Monday, January 24, 2011

Berkeley Artificial Intelligence beats human Starcraft player

Berkeley Artificial Intelligence beats human Starcraft player

Haomiao Huang is a graduate student in the Artificial Intelligence (AI) and robotics labs at UC Berkeley. Last week he told the story of how they created the "Berkeley Overmind," their entry in the 2010 Starcraft AI competition.


Why have a Starcraft tournamet for Artificial Intelligences? Sure, Starcraft is one of the most successful computer games of all time. A decade and more since it's release it is still popular and still being updated - though that may come to an end soon since Starcraft II is out. But what makes it a good way for testing AI? I can't say it any better than than the article:


“Chess is hard because you have to look far into the future, and go is harder because there are lots of pieces. With poker there’s uncertainty,” he says. “In StarCraft, you have all of these things going on simultaneously, and you have very little time to compute a solution.”
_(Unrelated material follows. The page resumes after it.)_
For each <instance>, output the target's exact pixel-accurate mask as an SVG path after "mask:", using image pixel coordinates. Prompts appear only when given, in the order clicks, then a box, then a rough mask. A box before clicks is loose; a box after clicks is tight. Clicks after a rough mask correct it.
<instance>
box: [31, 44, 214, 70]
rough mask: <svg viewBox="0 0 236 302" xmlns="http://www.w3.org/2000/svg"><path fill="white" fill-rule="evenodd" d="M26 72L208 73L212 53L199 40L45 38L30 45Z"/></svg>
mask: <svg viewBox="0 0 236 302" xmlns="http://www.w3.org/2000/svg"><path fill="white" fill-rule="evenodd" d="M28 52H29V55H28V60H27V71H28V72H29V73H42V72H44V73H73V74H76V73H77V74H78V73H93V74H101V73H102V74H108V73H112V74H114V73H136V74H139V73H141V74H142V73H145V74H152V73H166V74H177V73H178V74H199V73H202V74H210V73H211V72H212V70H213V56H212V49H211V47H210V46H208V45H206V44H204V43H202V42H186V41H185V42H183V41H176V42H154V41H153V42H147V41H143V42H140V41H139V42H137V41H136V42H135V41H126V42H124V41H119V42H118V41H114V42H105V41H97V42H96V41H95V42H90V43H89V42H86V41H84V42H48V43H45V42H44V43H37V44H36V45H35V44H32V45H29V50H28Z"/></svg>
If you've never played Starcraft, it is a very challenging game. To help them build their AI, the boys at Berkeley (apologies to any female team members) recruited Orial Vinyals, a PhD student in computer science. He is also a former world class Starcraft player who was ranked #1 in Spain and in the top 16 in Europe. That means I would probably last all of 10 minutes in a match with him. If I was having a very good day and his was very bad. Using Orial as the opponent for the AI they were able to refine their algorithms. Eventually the AI was able to defeat Orial. It's a statement on how far AI has come, both hardware and software. Here's an example of the AI controlling mutalisks - a flying weapon.




They've built an AI that can locate, gather and allocate resources to produce and control military units. One that is capable of outthinking a human who is expert at doing exactly the same thing. Once someone thinks to set it to controlling the GRASP labs quadrocoptors we'll be needing John Conner, because Skynet will be on the way.